5. Schwungkurve und Ausschwung
Neben der Armkonstellation gibt es eine weitere Komponente, die für das Verständnis seines Treffpunkts wichtig ist: Die Schwungkurve. Hierbei ist der Ausschwung von zentraler Bedeutung.
Die Wichtigkeit des Ausschwungs wird häufig unterschätzt. Einige betrachten ihn als irrelevant, da der Ballkontakt ja bereits abgeschlossen ist. Doch das ist ein Trugschluss. Die Schwungkurve verläuft kontinuierlich. Sie beginnt mit der Vorwärtsbewegung zum Ball und sie endet nicht im Moment des Treffpunkts. Der Treffpunkt ist lediglich ein Punkt auf der kontinuierlichen Schwungkurve. Der Verlauf der Schwungkurve entscheidet in Verbindung mit der Armkonstellation darüber, wo sich der Schläger im Treffpunkt befindet.

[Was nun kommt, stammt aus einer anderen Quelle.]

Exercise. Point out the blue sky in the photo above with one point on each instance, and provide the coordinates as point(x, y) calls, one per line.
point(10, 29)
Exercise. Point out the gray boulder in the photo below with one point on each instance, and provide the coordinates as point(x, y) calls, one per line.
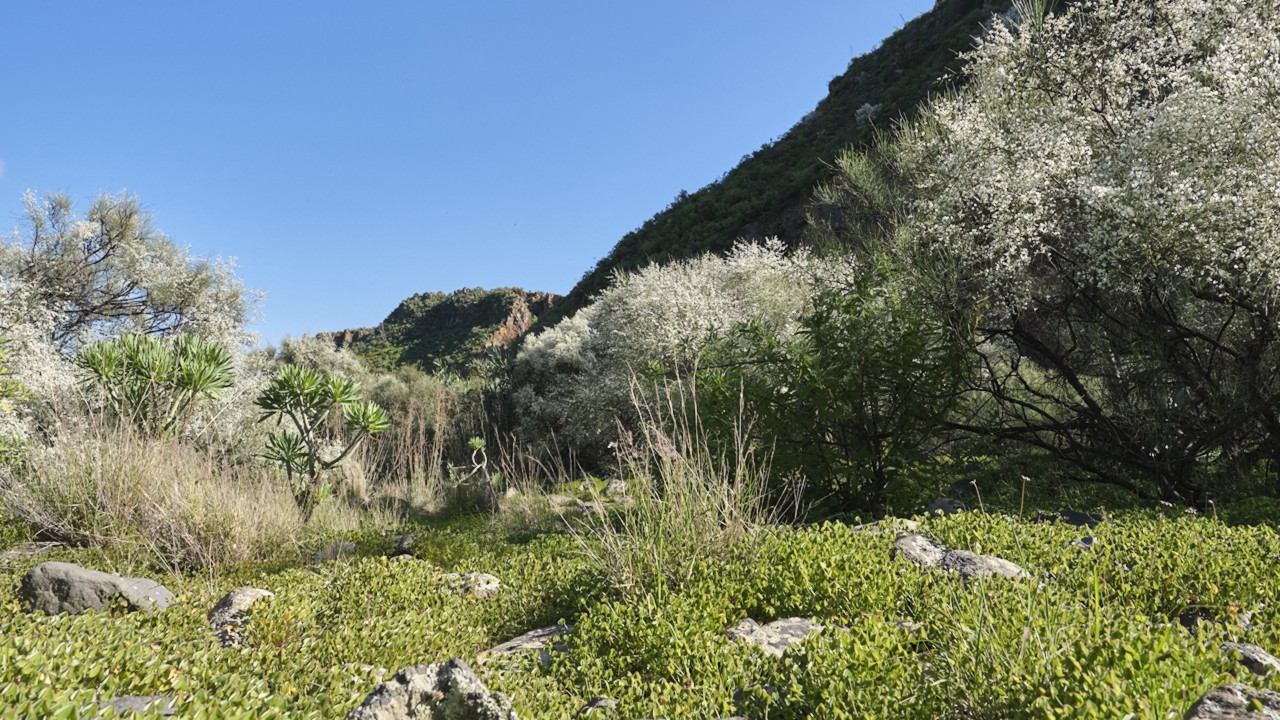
point(1233, 702)
point(944, 506)
point(972, 565)
point(62, 587)
point(442, 691)
point(132, 703)
point(480, 584)
point(228, 615)
point(775, 637)
point(919, 550)
point(543, 641)
point(1257, 660)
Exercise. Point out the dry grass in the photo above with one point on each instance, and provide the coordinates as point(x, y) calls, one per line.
point(187, 507)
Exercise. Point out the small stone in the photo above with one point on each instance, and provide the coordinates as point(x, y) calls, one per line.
point(944, 506)
point(1235, 702)
point(60, 587)
point(132, 703)
point(544, 641)
point(1257, 660)
point(334, 551)
point(480, 584)
point(775, 637)
point(447, 691)
point(228, 615)
point(919, 550)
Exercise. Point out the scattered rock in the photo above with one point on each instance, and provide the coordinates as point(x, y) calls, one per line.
point(1257, 660)
point(544, 641)
point(62, 587)
point(1070, 518)
point(131, 703)
point(919, 550)
point(1086, 542)
point(333, 551)
point(1235, 702)
point(973, 565)
point(443, 691)
point(926, 552)
point(228, 615)
point(28, 550)
point(597, 705)
point(944, 506)
point(403, 545)
point(887, 524)
point(775, 637)
point(480, 584)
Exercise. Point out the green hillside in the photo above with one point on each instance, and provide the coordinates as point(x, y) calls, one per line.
point(768, 191)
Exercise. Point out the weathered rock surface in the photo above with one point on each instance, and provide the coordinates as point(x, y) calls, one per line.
point(1233, 702)
point(1257, 660)
point(442, 691)
point(480, 584)
point(919, 550)
point(132, 703)
point(775, 637)
point(923, 551)
point(62, 587)
point(945, 506)
point(543, 641)
point(228, 615)
point(333, 551)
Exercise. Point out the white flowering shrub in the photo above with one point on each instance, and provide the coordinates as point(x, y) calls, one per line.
point(574, 382)
point(1105, 197)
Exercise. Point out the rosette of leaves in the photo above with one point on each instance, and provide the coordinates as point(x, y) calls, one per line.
point(155, 384)
point(312, 402)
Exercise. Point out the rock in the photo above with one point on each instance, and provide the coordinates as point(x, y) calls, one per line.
point(919, 550)
point(480, 584)
point(598, 703)
point(443, 691)
point(775, 637)
point(1070, 518)
point(944, 506)
point(972, 565)
point(1235, 702)
point(887, 524)
point(403, 545)
point(228, 615)
point(926, 552)
point(333, 551)
point(62, 587)
point(544, 641)
point(1086, 542)
point(1257, 660)
point(28, 550)
point(131, 703)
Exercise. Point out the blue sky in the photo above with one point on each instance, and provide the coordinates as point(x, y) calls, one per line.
point(351, 154)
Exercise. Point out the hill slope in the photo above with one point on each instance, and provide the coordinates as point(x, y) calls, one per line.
point(768, 191)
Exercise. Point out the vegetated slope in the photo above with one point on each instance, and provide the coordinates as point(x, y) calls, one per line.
point(768, 191)
point(439, 331)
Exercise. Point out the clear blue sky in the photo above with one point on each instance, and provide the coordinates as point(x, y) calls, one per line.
point(351, 154)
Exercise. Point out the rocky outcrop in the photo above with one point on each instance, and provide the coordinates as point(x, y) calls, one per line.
point(543, 641)
point(775, 637)
point(1235, 702)
point(60, 587)
point(969, 565)
point(228, 615)
point(442, 691)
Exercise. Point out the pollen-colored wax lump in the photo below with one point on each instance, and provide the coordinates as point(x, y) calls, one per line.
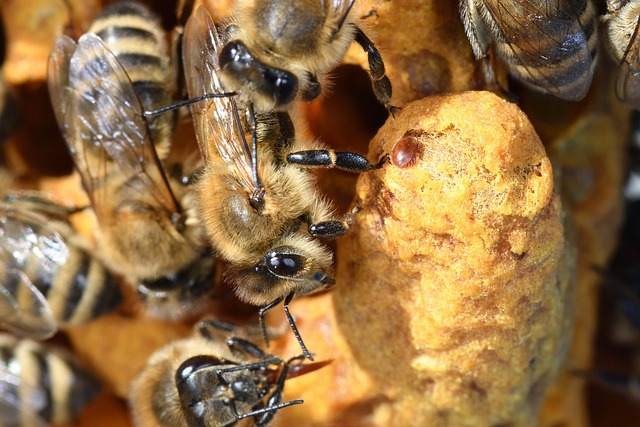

Mit anderen Worten: Der Treffpunkt ist direkt abhängig von der Schwungkurve. Und die Form der Schwungkurve hängt untrennbar mit dem Ausschwung zusammen. Warum? Weil sich der Schläger immer in die Richtung bewegt, in die er gelenkt wird. Nadal schwingt das Racket nach dem Treffpunkt nach vorne oben. Dabei bekommt er eine herausragende Streckung zum Ziel. Das indiziert, dass er mit kontrollierter Power und Länge agiert.
Schlussendlich muss sich der Schläger geschmeidig und gleichmäßig verlangsamen. Dazu schwingt Nadal ihn über seine linke Schulter nach hinten und nach unten. Er ist entspannt und lässt es einfach passieren. Letztlich seht ihr, wie sein rechtes Bein nach vorne rumkommt, um für den nächsten Schlag wieder in einer guten Ausgangsposition zu sein.